The medv variable is the target variable. Dataset source exists on kaggle.com. The data is also avaialble on github in case downloading has some issue.
This is a nice and clean table with information related to housing price in Boston Suburbs. Each line represents a town with a summary of many variables plus the median housing price there.
The Boston data frame has 506 rows and 14 columns. This data frame contains the following columns:
- crim - per capita crime rate by town.
- zn - proportion of residential land zoned for lots over 25,000 sq.ft.
- indus - proportion of non-retail business acres per town.
- chas - Charles River dummy variable (= 1 if tract bounds river; 0 otherwise).
- nox - nitrogen oxides concentration (parts per 10 million).
- rm - average number of rooms per dwelling.
- age - proportion of owner-occupied units built prior to 1940.
- dis - weighted mean of distances to five Boston employment centres.
- rad - index of accessibility to radial highways.
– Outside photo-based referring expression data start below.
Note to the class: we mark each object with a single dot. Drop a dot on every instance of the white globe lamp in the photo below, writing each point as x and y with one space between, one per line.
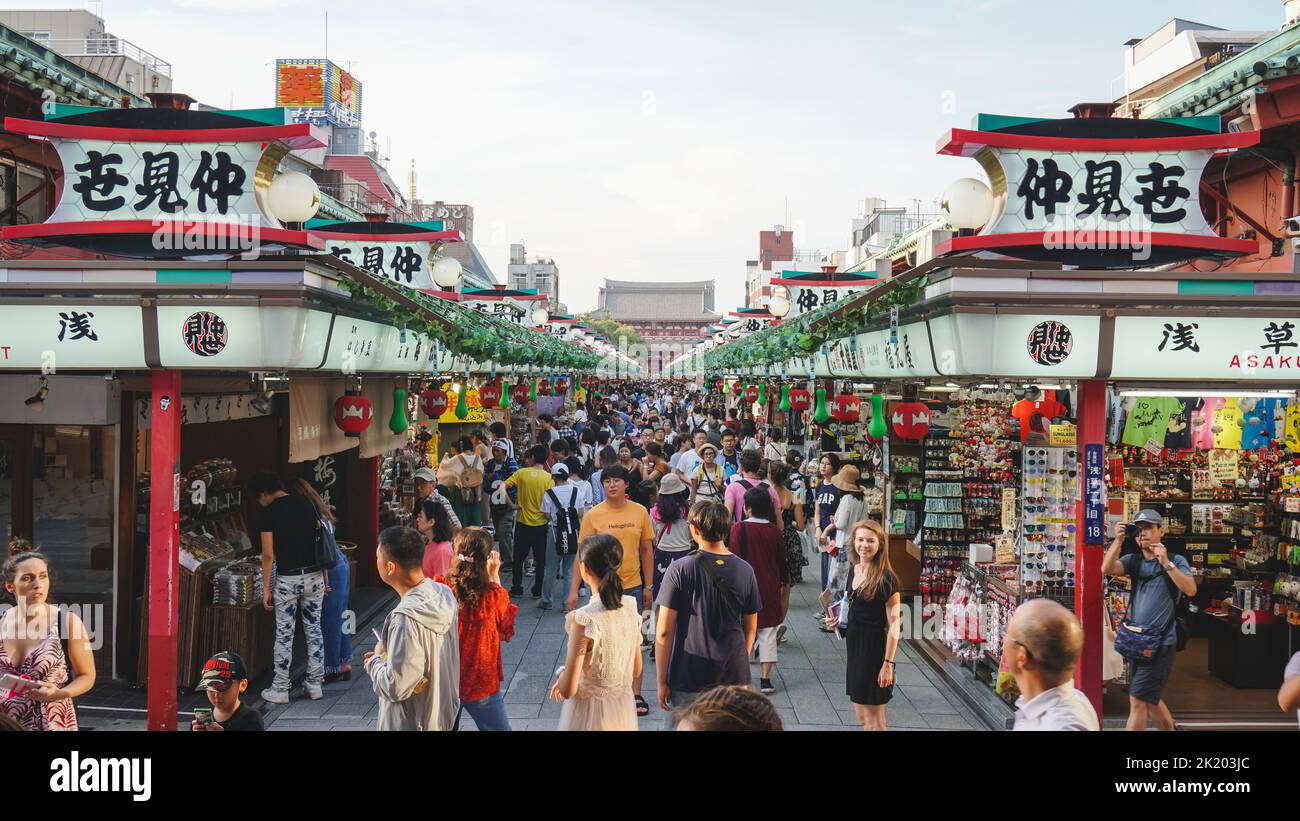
446 273
967 204
293 198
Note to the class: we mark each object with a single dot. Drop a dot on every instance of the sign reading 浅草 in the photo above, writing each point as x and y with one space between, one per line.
1264 347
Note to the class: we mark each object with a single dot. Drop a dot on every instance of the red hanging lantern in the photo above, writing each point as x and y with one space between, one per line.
800 400
910 420
489 395
352 413
434 403
846 408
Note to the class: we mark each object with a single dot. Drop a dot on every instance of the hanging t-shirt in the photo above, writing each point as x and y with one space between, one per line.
1203 422
1178 429
1260 428
1292 426
1026 408
1149 420
1116 416
1229 420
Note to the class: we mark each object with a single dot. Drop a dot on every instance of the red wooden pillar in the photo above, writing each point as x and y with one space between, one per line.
164 586
1087 572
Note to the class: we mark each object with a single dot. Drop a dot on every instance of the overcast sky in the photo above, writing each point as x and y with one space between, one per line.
653 140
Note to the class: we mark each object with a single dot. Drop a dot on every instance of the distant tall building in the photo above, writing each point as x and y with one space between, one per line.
81 37
774 248
668 315
540 274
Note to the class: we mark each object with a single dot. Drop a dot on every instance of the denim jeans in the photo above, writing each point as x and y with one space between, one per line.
489 713
299 594
564 567
529 539
503 522
338 643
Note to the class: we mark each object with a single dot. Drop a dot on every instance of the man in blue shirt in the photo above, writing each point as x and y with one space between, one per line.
503 502
1157 581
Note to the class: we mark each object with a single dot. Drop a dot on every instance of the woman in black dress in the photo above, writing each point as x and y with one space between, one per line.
872 625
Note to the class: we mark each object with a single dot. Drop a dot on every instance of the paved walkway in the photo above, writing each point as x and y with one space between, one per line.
809 682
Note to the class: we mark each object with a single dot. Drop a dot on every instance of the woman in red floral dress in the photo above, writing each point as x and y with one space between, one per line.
486 618
31 648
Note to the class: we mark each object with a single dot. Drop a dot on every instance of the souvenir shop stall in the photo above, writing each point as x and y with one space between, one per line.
1222 468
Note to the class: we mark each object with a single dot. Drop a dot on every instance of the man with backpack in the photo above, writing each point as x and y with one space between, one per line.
750 463
563 507
709 603
1157 581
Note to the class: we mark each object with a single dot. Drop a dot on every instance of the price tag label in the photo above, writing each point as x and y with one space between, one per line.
1064 435
1132 503
1004 550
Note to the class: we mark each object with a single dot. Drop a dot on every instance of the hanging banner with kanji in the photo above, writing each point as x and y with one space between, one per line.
1110 192
810 291
165 183
399 252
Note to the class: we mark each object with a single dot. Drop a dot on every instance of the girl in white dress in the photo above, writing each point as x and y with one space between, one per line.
603 646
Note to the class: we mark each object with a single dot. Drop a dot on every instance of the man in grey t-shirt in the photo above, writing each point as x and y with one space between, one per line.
1152 573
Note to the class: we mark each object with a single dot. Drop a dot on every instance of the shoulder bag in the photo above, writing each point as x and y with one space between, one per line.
731 603
1140 642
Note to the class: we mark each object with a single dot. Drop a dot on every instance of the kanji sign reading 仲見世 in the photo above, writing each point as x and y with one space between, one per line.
1114 192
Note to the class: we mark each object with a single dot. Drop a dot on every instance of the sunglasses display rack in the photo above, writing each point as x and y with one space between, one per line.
1048 529
943 531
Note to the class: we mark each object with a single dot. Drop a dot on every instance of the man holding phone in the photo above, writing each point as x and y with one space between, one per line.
1157 580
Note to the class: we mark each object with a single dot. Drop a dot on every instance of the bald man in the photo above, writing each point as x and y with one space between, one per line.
1041 650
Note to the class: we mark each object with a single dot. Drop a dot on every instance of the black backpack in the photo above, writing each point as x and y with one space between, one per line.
567 524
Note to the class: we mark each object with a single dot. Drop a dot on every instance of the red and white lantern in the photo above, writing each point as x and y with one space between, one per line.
910 420
352 413
489 395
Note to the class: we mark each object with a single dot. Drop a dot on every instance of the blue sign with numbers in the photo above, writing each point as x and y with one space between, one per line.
1093 495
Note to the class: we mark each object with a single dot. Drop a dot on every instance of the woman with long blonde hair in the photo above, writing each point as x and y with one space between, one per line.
870 616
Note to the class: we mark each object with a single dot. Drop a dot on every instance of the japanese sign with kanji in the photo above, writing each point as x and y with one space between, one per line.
401 263
1101 192
1264 347
319 91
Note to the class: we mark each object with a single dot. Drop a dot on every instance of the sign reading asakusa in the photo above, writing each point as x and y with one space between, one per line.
1264 347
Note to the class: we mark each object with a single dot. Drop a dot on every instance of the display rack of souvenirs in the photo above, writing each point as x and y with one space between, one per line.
1047 538
238 583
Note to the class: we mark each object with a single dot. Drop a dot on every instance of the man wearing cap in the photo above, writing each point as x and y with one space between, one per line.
1156 580
501 499
532 525
425 487
688 461
224 678
570 491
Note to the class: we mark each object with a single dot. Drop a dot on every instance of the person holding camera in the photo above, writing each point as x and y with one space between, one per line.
1157 580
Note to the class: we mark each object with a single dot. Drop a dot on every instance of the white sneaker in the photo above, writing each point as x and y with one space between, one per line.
274 696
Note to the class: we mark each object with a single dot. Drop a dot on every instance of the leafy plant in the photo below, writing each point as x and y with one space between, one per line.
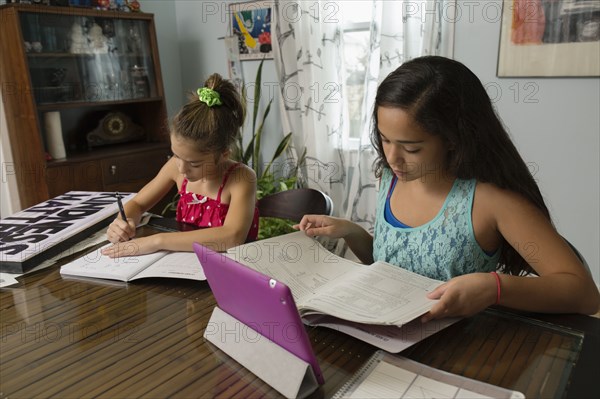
268 182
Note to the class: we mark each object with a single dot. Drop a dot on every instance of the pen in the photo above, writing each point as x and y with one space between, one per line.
121 209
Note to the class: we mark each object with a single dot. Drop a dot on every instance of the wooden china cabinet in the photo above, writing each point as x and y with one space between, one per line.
88 82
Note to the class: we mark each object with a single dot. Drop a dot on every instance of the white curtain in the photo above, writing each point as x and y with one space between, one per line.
309 52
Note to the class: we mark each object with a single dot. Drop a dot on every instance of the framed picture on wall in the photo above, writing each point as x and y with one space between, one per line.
251 24
544 38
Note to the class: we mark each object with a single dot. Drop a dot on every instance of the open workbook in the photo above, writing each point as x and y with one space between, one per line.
378 303
391 376
159 264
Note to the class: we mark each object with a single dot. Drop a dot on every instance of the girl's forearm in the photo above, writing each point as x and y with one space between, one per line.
558 293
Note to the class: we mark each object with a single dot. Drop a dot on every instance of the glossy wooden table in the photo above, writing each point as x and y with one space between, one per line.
75 339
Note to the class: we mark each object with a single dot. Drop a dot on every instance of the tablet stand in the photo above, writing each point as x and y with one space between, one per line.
261 356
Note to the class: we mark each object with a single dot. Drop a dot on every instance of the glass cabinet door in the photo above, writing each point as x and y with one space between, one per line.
88 59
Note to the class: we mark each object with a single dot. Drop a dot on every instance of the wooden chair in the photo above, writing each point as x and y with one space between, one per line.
295 203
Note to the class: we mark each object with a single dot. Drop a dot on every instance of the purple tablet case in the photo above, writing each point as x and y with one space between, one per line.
263 304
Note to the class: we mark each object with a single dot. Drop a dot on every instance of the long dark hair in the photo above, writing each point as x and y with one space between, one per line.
447 100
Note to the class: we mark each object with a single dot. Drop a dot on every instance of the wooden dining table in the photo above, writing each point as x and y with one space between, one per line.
74 338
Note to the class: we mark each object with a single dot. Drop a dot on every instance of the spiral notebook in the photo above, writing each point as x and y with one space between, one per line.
386 375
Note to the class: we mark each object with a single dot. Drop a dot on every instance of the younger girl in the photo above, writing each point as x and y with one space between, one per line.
457 202
216 191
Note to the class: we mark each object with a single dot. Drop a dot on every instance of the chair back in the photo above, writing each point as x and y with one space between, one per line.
295 203
579 255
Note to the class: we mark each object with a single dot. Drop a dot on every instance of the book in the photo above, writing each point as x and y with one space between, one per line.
159 264
391 376
378 303
42 231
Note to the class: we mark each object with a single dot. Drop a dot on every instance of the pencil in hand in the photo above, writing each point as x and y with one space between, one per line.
120 204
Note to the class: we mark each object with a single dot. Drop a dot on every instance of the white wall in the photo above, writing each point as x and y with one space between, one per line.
554 122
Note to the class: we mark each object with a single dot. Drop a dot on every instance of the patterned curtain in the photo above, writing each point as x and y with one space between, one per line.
308 51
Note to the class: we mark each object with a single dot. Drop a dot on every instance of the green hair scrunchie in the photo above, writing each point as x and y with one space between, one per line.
209 97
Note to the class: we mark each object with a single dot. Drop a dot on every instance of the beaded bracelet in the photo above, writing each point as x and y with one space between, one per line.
497 286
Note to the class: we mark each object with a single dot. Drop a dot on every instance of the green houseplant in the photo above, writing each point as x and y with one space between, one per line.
268 180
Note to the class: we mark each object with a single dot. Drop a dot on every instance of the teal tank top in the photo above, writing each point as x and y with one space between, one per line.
444 247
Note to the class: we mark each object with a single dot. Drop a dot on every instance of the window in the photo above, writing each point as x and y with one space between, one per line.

- tax - full-value property-tax rate per $10,000.
- ptratio - pupil-teacher ratio by town.
- black - b - 1000(Bk - 0.63)^2 where Bk is the proportion of blacks by town.
- lstat - lower status of the population (percent).
- medv - median value of owner-occupied homes in $1000s.
- Most of the fields are quantitative
- Radius to highway is an ordinal value
- chas for Charles river is Categorical
- Q1: What are the relationships between housing median price and other variables available in the table?
- Q2: How to effectively visualize those parameters if they have correlation with the housing price? Does housing price and pupil-teacher ratio groups any patterns as town with good schools tend to be expensive? Whether “age” factor about old houses (built prior to 1940) has any impacts on housing price or other parameters, such as number of rooms per house, or lower status of the population?
- Q3: Does the table has geolocation information for each town and how can that help the visualization of the dataset?